The first referendum, approved unanimously by the BOCC, calls for renewal of the Community Investment Tax (CIT), a half-cent sales tax that was approved by Hillsborough County voters in September 1996 for a period of 30 years. It is set to expire Nov. 30, 2026. The CIT allows for county officials to share half-cent sales tax proceeds with municipalities and the school district to fund infrastructure needs.
The second referendum the BOCC considered July 17, asking to raise real estate taxes by $1 for every $1,000 in assessed value, failed in a 4-3 vote, which placed each of the four elected Republican commissioners in opposition to the BOCC’s three elected Democrats. Republican Josh Wostal, on the board since 2022, led the charge, as he successfully moved to postpone the property tax increase referendum until 2026.
That got Van Ayres, superintendent of Hillsborough County schools, hopping mad. In comments at a hastily called press conference immediately following the July 17 vote, and in a letter to parents and staff, Ayres spared no words in expressing his dismay.
Ayres said it was both “puzzling” and “extremely disappointing” that the milage “primarily earmarked to pay our teachers, bus drivers, custodians, school principals and other staff a more competitive wage” had been taken “out of the hands of the voters” and decided by four commissioners.
At a special school board meeting scheduled for July 23, Ayres said he would be asking school board members to give him the authority “to seek all appropriate legal action to ensure the millage referendum is on the ballot Nov. 5 of this year.” The aim is to ask the judge “to compel the county commission to do their statutorily required duty.”
In effect, Ayres is seeking a ruling that would force the BOCC to send the tax question to the Hillsborough County Supervisor of Elections for inclusion on the Nov. 5 ballot. The deadline to get on the November ballot is Aug. 20.
The call is to raise the millage rate by one, which for the homeowner of the average-priced home in Hillsborough County would account for an additional $350 in taxes annually. In turn, Ayres said, that would pay for a salary boost of $6,000 for every teacher, new or veteran, and a $3,000 boost for support staff, including lunchroom workers and bus drivers.
Administrators also would get a $6,000 boost.
According to data presented at a school board workshop in February, voters have approved millage increases for schools in 24 counties, including Hernando, Pasco, Manatee and Sarasota. As result, starting salaries in all five counties ranked above Hillsborough, where the teacher salary schedule started at $47,500 a year and reached $72,500 after 25 years of service. That makes it more difficult for Hillsborough to attract and retain teachers, as it faces a shortfall of roughly 500 teachers as the new school year approaches.
The ongoing referendum drama pits one taxing authority against another, which is how the CIT came to be in the first place, according to Jim Hamilton, who spent his career in Hillsborough schools, rising through the ranks from teacher to deputy superintendent under Earl Lennard, who entered the Hillsborough school system as a first-grader and retired as its superintendent in 2005.

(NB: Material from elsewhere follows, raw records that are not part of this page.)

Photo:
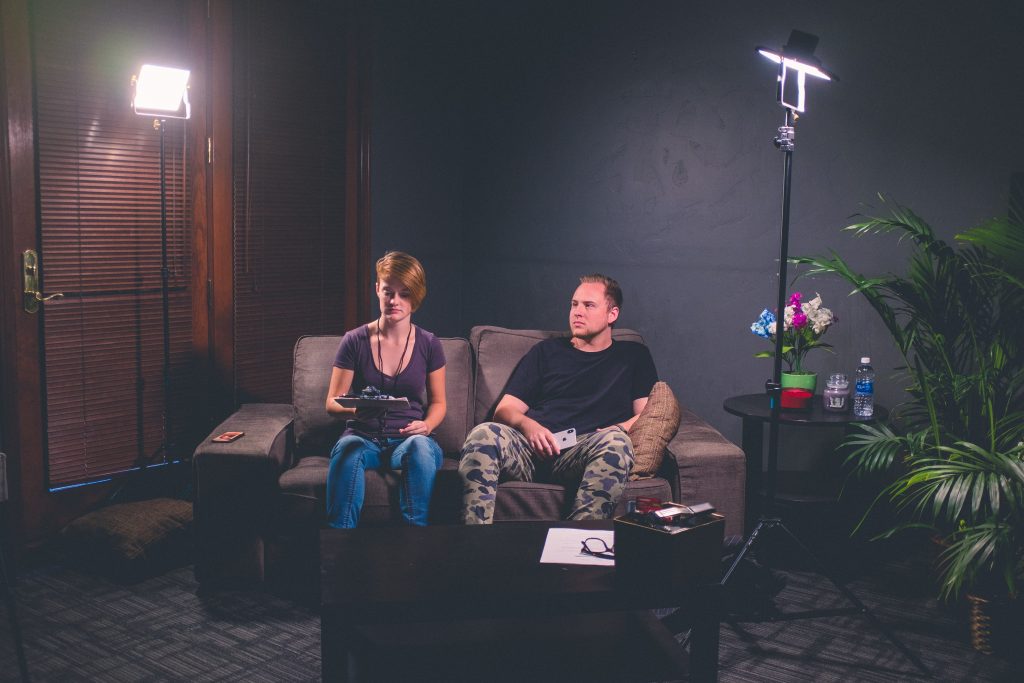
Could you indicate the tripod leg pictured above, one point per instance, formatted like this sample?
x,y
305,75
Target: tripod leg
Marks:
x,y
762,524
852,597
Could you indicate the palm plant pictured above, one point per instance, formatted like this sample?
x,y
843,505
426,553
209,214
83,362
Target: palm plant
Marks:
x,y
954,450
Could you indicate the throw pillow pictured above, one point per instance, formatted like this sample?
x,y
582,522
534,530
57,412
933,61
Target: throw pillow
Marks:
x,y
131,541
651,432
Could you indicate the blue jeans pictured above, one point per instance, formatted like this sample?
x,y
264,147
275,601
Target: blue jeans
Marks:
x,y
419,458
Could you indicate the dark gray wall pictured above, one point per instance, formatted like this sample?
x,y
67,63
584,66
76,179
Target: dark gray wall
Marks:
x,y
518,145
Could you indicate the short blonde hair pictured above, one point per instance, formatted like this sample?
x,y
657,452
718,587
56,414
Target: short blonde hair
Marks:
x,y
407,270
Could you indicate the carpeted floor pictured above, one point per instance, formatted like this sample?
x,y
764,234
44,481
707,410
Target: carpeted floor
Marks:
x,y
80,627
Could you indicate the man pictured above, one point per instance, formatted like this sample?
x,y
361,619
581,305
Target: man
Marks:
x,y
586,382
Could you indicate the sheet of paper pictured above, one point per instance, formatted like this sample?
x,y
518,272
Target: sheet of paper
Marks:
x,y
564,546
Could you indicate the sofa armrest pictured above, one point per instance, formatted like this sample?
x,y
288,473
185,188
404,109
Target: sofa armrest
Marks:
x,y
704,466
235,485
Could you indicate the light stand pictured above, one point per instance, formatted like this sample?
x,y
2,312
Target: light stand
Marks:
x,y
796,61
162,92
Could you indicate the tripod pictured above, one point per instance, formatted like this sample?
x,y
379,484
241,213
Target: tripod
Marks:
x,y
785,142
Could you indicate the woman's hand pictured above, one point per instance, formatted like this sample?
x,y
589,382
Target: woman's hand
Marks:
x,y
415,427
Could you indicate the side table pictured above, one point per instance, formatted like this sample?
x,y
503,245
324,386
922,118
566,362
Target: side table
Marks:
x,y
756,413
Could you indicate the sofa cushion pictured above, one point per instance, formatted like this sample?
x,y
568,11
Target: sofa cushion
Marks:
x,y
498,351
652,430
315,431
458,389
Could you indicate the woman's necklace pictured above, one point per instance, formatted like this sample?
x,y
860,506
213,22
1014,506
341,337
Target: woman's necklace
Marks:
x,y
380,361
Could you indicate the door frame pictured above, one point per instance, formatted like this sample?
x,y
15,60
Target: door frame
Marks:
x,y
35,513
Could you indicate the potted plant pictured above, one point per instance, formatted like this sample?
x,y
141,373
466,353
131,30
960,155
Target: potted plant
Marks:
x,y
803,325
953,452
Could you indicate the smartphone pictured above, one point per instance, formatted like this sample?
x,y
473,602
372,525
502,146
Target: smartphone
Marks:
x,y
226,437
565,438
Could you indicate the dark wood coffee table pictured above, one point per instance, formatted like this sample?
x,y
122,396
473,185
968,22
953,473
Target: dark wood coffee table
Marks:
x,y
474,602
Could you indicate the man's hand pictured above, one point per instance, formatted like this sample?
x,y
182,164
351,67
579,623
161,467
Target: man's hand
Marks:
x,y
540,437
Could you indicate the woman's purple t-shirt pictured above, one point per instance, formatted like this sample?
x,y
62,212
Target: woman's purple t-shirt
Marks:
x,y
355,353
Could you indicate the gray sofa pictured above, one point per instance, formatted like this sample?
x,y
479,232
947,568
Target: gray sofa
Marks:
x,y
259,501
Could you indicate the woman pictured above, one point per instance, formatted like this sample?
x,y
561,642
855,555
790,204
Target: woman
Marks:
x,y
402,360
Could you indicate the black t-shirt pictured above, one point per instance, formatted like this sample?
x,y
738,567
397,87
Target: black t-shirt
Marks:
x,y
565,387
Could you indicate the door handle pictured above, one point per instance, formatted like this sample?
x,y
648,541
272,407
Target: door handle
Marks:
x,y
33,297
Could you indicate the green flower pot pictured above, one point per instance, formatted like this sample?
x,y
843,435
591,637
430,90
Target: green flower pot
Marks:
x,y
802,380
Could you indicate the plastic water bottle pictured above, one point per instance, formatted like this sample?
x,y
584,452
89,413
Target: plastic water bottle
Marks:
x,y
863,393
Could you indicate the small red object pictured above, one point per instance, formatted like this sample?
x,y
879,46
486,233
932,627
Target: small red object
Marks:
x,y
796,398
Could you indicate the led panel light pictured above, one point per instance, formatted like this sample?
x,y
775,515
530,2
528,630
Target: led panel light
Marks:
x,y
162,91
796,61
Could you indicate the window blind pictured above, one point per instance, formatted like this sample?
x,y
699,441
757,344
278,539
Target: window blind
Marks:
x,y
98,169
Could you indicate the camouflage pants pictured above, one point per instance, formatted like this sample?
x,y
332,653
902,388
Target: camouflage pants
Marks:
x,y
599,464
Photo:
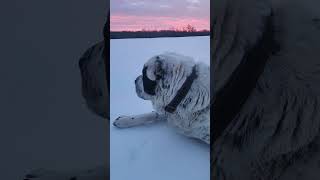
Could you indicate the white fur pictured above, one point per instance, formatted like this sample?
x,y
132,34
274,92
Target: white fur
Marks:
x,y
192,116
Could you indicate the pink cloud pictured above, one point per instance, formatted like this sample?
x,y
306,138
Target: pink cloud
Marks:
x,y
122,22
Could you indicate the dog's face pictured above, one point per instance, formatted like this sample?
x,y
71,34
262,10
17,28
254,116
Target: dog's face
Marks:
x,y
157,75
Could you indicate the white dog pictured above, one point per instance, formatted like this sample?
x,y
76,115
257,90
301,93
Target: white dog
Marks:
x,y
179,90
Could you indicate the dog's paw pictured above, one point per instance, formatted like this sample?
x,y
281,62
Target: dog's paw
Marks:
x,y
123,122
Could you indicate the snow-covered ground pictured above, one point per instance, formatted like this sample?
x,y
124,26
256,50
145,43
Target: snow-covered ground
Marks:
x,y
153,152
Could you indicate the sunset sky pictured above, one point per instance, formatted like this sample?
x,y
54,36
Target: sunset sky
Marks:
x,y
159,14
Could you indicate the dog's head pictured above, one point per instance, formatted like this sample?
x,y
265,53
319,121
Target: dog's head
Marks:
x,y
162,75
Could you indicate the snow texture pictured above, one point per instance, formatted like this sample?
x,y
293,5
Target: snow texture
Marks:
x,y
155,151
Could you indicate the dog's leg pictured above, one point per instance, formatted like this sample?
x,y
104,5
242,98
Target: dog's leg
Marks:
x,y
130,121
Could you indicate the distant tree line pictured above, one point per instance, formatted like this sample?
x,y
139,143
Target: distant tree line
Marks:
x,y
188,30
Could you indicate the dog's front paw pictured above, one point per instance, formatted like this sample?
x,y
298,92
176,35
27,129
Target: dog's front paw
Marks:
x,y
123,122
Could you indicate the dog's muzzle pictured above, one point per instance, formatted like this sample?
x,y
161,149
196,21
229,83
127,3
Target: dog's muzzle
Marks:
x,y
149,85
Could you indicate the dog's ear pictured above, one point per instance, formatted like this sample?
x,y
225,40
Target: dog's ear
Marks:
x,y
159,69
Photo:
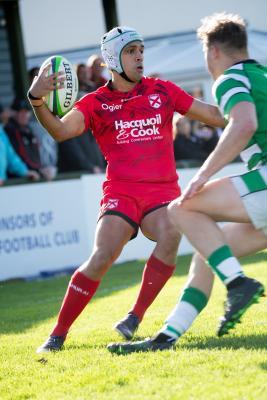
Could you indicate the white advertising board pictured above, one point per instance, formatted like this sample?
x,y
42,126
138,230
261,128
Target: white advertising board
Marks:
x,y
50,226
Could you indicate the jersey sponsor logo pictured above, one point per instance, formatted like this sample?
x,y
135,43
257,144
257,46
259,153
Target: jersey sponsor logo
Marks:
x,y
112,107
138,128
154,100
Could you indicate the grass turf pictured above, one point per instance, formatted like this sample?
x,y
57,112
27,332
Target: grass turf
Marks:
x,y
201,367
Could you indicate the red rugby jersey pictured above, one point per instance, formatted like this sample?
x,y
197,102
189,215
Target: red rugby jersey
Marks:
x,y
134,129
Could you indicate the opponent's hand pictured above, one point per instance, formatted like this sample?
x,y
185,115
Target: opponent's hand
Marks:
x,y
194,186
43,84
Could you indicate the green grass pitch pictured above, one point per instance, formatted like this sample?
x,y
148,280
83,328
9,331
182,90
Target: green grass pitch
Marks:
x,y
202,366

“Historically, there has been controversy before with regards to the district’s wish to put tax issues on the ballot,” Hamilton said, referring back to the mid-1990s, when Walter L. Sickles was superintendent of schools. “Both the school district and county government were seeking to add sales tax revenue for capital improvements. They were trying to do the same thing at the same time, so there was the potential for two tax increases.”
Both failed, and later, after Lennard succeeded Sickles, the move was to forge one unified sales tax for both purposes, which became the CIT.
As for today’s ongoing controversy, Hamilton said it is indeed puzzling, when one considers the purpose of any referendum, which he said, “is the opportunity for the voices of the people to be heard, which is the basis of our democratic society.”
“The county commission wasn’t being asked to approve the property tax,” Hamilton said. “It’s hard to understand why democratically elected officials would not want the voices of a democratic society to express its wishes. It is, after all, their money we’re talking about.”